El llamado indie actual que se hace en España, siempre con alguna excepción, claro, me interesa muy poco. Me parece algo acomodado, aburguesado, nostálgico, acrítico, lejos de sus orígenes y despegado de las corrientes internacionales. Algo que sólo se entiende por aquí y por parte de cierto público y que da lugar a himnos de festival pero no a música demasiado potente.

¿Qué propondrías para que surgiera una escena independiente más justa y sostenible? ¿Qué ideas aportarías para un futuro post-underground?

Uff, vaya pregunta. Pues se me ocurre que quizá lo primero de todo sería replantearnos qué significa hoy “independiente” y que validez o vigencia tiene el término. Independiente ¿de qué? Posiblemente haya que buscar otros términos ahora mismo.

En líneas generales, y aún a riesgo de simplificar, creo que todo pasa por buscar nuevas formas de autonomía o, cuando no se pueda, de negociación con respecto a las reglas del mercado, en especial las grandes promotoras y festivales, las marcas y las plataformas existentes. Ello se puede lograr en parte construyendo redes de cooperación entre artistas, sellos y el resto de implicados en la creación artística dentro de la música Pop española (desde promotores o managers, a diseñadoras gráficas, pasando por técnicos y un largo etc.)

Algo que los músicos y colectivos laborales anexos podríamos hacer (a la vez que participamos en esas redes colaborativas) es crear comités para la concienciación sobre las malas prácticas y corrientes de insumisión ante las condiciones abusivas de la industria y otras formas de sometimiento, posiblemente mediante un modelo muy actualizado de acción sindical.

Por otro lado, seria necesario que el Estado protegiéramos aquella música Pop como forma de arte que no quiere o puede depender exclusivamente del mercado y de los números de visibilidad (plays en plataformas o likes en redes). Debería exigirse la equiparación de ayudas con respecto a otros campos culturales y que se fomente una educación (y no me refiero a los programas escolares sólo) sobre el valor de esta forma cultural y su historia.

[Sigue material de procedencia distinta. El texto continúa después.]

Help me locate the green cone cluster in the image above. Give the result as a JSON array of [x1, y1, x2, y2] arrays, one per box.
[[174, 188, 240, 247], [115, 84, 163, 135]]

En ese sentido, sería importante que se recuperaran verdaderos espacios de difusión musical (no nostálgica y no sólo presentista) en la televisión pública (con sistemas de cuotas, incluso y otras protecciones de la cultura underground); siempre fuera del alcance de la influencia de las grandes compañías que ya imperan en el mercado.

De la misma forma que hay televisiones y radios públicas, podría haber una plataforma de streaming pública con un pago justo por las creaciones musicales.

Debería establecerse por ley que la programación de conciertos financiada con dinero público privilegie el tejido creativo y a la pequeña creación y no funcione como un competidor más dentro del mercado. En el caso de macro festivales de iniciativa privada que en parte gozan de ayudas públicas, debería exigirse una correspondencia en ese sentido.

Desde el punto de vista municipal, no serian tan complicado que los ayuntamientos fomentaran más la creación de laboratorios de creación musical con instalaciones para ensayar, grabar y tocar, para pensar y hablar, escuelas, y un sistema de residencias y otras convocatorias para fomentar el intercambio entre comunidades y países… una casa de la música en cada pueblo mínimamente grande o ciudad.

No sé, se podrían probar muchas cosas.